Although telehealth services are in high demand from patients, providers’ adoption of telehealth has been limited because many payers, particularly Medicare, have historically placed tight restrictions on coverage of telehealth services.

The two-year budget deal, signed into law on February 9, 2018, includes passage of the Creating High Quality Results and Outcomes Necessary to Improve Chronic Care Act of 2017 (also referred to as the CHRONIC Act). The CHRONIC Act expands Medicare coverage and reimbursement of telehealth services provided to certain beneficiaries that signals a shift in policy supportive of telehealth. The Arent Fox Health Care team previously covered the CHRONIC Act in a May 17, 2017 Alert summarizing several recently-introduced or passed bills that ease federal health care programs’ restrictions on telehealth. 
 
Currently, Medicare coverage of telehealth services is limited to certain Part B services furnished by a physician or practitioner via telehealth where (i) the patient is in a qualifying rural area; (ii) the patient is at one of eight qualifying facilities or originating sites; and (iii) the service is provided over real-time audio-video feed. The CHRONIC Act, however, expands the use of telehealth under Medicare Advantage (MA) plans and Accountable Care Organizations (ACOs) as well as for end stage renal disease (ESRD) assessments and acute stroke treatments. 

Medicare Advantage Plans

Starting in MA plan year 2020, MA plans will have the option of providing additional telehealth benefits, including: (i) benefits available under Medicare Part B but were previously ineligible for payment when furnished via telehealth; and (ii) additional services identified as clinically appropriate to furnish via telehealth.
 
By November 30, 2018, the Secretary of the Department of Health and Human Services must solicit comments on the types of items and services that should be considered additional telehealth benefits. Moreover, the Secretary must establish requirements for telehealth benefits, including physician and practitioner qualifications (factors necessary to ensure coordination with benefits furnished in-person) and other areas determined by the Secretary. Telehealth stakeholders should keep an eye out for the Secretary’s solicitation for comments, which would be a prime opportunity to suggest items or services that should be covered by MA plans when provided via telehealth.

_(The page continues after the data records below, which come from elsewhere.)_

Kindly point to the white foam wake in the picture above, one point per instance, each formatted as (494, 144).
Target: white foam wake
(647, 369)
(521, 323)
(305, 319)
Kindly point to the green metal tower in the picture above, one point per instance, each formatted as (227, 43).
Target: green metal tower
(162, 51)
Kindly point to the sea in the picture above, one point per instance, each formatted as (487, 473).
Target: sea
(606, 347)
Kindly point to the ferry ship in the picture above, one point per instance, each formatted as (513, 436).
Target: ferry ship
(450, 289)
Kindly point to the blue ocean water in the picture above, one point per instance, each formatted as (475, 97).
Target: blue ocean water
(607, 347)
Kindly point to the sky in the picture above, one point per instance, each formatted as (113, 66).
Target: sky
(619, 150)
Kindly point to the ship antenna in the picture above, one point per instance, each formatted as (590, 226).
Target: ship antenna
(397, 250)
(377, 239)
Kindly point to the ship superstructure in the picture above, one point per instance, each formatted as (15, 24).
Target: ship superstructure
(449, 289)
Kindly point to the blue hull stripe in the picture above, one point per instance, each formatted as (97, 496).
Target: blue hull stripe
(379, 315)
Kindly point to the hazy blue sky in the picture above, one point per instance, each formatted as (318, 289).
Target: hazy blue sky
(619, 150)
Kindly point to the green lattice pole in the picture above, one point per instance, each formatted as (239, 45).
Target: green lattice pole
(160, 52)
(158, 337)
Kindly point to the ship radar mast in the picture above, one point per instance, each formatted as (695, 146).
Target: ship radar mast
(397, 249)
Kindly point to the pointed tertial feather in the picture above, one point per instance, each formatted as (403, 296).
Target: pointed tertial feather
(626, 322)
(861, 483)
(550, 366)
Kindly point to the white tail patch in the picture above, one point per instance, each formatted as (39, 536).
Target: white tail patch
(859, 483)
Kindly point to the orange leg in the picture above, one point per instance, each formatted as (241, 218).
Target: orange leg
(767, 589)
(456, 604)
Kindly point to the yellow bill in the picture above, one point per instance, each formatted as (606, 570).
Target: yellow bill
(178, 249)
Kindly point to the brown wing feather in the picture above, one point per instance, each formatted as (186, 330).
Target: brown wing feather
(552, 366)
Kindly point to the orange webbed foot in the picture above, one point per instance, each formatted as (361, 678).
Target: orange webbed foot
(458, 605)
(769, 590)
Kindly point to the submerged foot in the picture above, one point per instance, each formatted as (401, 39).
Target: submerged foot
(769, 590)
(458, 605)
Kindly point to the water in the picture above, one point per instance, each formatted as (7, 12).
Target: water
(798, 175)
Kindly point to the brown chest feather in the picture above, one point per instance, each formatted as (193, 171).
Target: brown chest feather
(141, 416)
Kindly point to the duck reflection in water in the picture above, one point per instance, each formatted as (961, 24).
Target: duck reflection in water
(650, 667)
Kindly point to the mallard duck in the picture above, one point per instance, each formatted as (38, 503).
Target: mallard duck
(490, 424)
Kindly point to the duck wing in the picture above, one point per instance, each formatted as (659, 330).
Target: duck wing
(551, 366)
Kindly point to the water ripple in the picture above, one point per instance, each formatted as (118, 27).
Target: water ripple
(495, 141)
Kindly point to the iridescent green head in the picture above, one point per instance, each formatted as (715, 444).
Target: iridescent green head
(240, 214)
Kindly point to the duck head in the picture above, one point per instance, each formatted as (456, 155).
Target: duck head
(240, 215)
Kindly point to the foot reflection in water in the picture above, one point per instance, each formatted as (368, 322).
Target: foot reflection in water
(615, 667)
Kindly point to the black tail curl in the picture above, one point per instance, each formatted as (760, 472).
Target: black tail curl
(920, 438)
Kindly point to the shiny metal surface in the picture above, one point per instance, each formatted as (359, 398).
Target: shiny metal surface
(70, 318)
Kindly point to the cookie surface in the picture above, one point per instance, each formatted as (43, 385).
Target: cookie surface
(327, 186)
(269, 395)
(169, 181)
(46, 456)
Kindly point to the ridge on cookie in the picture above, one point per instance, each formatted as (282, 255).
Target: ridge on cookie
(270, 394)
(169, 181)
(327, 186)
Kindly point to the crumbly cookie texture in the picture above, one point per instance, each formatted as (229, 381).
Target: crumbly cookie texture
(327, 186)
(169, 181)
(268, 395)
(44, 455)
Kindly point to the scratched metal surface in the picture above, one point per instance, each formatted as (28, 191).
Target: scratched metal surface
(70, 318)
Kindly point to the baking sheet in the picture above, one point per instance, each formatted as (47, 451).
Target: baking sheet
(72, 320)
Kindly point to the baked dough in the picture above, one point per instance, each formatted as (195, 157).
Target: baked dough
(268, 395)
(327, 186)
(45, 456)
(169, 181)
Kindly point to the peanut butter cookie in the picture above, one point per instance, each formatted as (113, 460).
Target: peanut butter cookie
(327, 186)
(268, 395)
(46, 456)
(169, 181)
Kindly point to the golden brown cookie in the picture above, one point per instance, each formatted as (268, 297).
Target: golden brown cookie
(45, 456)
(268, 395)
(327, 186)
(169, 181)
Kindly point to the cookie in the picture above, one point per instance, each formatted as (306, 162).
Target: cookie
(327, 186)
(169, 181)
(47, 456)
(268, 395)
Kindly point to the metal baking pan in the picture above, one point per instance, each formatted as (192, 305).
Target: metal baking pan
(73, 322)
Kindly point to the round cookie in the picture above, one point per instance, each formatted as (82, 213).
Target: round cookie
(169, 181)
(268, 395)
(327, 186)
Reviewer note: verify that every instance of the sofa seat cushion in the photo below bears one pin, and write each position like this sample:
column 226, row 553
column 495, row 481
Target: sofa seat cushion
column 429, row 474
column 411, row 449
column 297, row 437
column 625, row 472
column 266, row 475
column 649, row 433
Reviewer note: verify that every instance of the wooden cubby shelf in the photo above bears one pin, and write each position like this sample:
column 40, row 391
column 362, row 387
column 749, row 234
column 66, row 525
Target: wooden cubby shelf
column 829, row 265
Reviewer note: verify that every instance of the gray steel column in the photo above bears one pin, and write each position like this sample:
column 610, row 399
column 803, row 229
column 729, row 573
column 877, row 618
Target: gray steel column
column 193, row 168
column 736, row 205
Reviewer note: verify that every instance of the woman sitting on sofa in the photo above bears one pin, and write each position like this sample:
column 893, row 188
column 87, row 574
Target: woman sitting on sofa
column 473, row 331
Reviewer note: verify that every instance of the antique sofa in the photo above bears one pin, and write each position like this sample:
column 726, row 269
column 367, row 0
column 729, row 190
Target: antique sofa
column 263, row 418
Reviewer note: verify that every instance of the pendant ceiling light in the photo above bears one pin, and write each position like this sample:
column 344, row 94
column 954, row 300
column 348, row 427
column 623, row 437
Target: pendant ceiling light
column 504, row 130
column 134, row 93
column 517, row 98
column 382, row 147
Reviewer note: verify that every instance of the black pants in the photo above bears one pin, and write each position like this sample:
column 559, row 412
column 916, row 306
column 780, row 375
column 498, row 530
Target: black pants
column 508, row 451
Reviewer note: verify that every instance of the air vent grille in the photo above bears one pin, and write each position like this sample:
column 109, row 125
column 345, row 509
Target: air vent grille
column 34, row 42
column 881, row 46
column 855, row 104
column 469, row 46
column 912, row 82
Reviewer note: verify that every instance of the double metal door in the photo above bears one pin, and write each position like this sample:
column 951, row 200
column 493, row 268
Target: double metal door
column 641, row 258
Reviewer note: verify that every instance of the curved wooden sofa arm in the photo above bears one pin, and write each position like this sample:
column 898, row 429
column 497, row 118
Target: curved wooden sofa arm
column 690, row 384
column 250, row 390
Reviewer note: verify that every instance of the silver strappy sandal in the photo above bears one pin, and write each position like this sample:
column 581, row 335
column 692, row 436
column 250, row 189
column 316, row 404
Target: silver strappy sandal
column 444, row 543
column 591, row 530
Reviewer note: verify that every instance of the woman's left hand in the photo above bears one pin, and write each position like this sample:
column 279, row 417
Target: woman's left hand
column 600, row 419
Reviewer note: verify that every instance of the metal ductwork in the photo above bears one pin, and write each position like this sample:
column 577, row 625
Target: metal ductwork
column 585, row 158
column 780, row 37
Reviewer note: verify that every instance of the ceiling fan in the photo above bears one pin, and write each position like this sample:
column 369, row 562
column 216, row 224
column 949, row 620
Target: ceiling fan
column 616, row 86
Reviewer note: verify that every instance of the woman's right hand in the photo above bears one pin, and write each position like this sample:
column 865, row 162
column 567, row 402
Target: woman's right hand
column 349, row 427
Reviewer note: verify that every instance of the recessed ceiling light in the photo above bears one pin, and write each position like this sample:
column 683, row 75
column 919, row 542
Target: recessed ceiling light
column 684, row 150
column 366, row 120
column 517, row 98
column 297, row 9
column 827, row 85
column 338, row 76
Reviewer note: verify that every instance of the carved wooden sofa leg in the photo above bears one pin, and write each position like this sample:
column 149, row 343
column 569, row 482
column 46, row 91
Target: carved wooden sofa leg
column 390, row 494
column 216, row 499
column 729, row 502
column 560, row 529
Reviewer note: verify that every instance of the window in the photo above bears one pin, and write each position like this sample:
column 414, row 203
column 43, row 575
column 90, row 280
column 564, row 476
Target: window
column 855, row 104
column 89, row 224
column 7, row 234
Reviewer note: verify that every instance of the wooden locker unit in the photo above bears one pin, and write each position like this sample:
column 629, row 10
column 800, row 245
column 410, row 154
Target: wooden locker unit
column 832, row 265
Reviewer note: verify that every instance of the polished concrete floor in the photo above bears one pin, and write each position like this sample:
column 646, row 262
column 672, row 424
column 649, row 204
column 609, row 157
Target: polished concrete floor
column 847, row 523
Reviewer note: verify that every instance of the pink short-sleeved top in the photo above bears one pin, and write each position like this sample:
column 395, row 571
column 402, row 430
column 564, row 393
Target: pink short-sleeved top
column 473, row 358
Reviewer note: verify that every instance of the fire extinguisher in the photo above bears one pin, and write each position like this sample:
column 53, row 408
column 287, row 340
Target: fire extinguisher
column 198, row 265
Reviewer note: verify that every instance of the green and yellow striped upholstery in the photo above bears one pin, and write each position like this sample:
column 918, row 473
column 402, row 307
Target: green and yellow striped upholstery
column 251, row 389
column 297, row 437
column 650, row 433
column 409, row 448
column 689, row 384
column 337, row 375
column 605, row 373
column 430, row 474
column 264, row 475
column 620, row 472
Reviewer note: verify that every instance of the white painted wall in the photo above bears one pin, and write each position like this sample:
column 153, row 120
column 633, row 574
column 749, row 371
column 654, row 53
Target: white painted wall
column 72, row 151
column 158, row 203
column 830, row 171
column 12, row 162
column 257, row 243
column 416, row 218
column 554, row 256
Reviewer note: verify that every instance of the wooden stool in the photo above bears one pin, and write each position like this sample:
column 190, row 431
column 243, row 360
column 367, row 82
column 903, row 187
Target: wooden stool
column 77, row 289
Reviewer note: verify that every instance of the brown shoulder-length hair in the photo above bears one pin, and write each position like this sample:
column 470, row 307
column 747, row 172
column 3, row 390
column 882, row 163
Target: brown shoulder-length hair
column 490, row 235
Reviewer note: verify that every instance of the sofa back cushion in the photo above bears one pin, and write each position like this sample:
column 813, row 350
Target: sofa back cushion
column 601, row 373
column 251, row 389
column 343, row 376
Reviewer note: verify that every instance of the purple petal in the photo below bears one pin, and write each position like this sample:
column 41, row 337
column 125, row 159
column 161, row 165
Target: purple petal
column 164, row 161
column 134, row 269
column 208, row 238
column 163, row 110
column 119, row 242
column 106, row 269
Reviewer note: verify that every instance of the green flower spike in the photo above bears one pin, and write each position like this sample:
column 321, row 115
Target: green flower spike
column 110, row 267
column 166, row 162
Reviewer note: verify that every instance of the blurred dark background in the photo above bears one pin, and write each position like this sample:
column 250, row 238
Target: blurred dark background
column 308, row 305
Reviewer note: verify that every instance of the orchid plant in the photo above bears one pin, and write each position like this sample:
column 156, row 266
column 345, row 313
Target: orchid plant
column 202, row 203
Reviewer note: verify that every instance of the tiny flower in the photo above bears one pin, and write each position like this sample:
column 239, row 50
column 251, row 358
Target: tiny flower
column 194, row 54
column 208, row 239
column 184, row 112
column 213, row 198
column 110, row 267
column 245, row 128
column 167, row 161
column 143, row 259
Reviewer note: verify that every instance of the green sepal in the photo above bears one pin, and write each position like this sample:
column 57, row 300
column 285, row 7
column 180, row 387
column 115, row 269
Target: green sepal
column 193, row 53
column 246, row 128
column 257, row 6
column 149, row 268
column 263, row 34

Accountable Care Organizations

Under the CHRONIC Act, ACOs will have the ability to expand the use of telehealth services by allowing Medicare fee-for-service beneficiaries to receive telehealth services in their homes. Beginning on January 1, 2020, services provided to Medicare fee-for-service beneficiaries who are assigned to an ACO may be done in the beneficiary’s home, which will be deemed an eligible originating site. The CHRONIC Act also eliminates the geographical requirements for telehealth for ACOs (i.e., that the originating site be located in a rural health professional shortage area or non-metropolitan statistical area).
 
Indicating that the ACOs may serve as a “trial run” for expanded telehealth reimbursement for traditional Part B services, the CHRONIC Act requires the Secretary to conduct a study on the utilization and expenditures for telehealth services by applicable ACOs to be submitted to Congress by January 1, 2026, along with recommendations for legislative and administrative action.

End Stage Renal Disease Assessments & Stroke Treatments

Starting January 1, 2019, Medicare will cover monthly ESRD-related clinical assessments provided via telehealth to Medicare Part B home dialysis patients. Medicare beneficiaries receiving home dialysis must still receive monthly in-person, face-to-face assessments during their first three months of treatment and at least once every three months thereafter.
 
The CHRONIC Act also eliminates the geographic and facility type restrictions on origination sites for services involving the diagnosis, evaluation, or treatment of symptoms of stroke.

What’s the Takeaway?

Although telehealth reduces costs and improves access to health care, reimbursement limitations (particularly in the Medicare context) have prevented its widespread adoption. The passage of the CHRONIC Act is a major step in the right direction. Should these trends continue, providers will see a growing acceptance for telehealth services and increased coverage and reimbursement for telehealth services. 
 
Providers and other telehealth stakeholders must stay on top of the evolving issues associated with this emerging field. Telehealth poses a number of regulatory challenges: licensure, particularly for providers seeking to establish multi-state arrangements; scope of practice; reimbursement; and fraud and abuse.